France, India and Australia were reportedly pursuing the same technology. Japan, which experienced being attacked by nuclear bombs, was also trying to acquire the hypersonic cruise missile and boost-glide weapons.

The world has become a more dangerous place in the 21st century as a deadly nuclear arms race has begun anew.

In 1945, it took the B29 “Enola Gay” six hours from a base in Tinian island in the South Pacfic to reach its primary target in Hiroshima. It took less than a minute later for the bomb to be detonated after it was released from the bomb bay, exploding above the city.

The plane had already moved about 18 kilometers away from the drop zone but it still felt the shock waves as a big mushroom cloud emerged from ground zero.

Twenty-first-century technology is much different. The warhead would be much smaller on a tip of a cruise missile and fired thousands of kilometers away from a nuclear-powered submarine or a strategic bomber, hitting a target in only an hour’s time away anywhere around the world.

Countries still have to find counter-measures to stop hypersonic weapons, like space-based sensors and systems for tracing and fire control, radars with a longer range, and another missile to intercept the deadly payload. 

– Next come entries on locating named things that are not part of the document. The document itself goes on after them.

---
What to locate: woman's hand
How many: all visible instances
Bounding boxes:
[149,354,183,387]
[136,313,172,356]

In the first half of the 20th century, the Second World War was preceded by a pandemic, a devastating US stock market crash and the rise of fascist regimes.

Let’s hope the coronavirus pandemic will not lead to a similar scenario. In his book, the “Next 100 Years,” George Friedman, a Hungarian-born US geopolitical forecaster and strategist on international affairs, had predicted a Third World War in the second half of the 21st century.

The horrors of Hiroshima and Nagasaki 75 years ago might be repeated.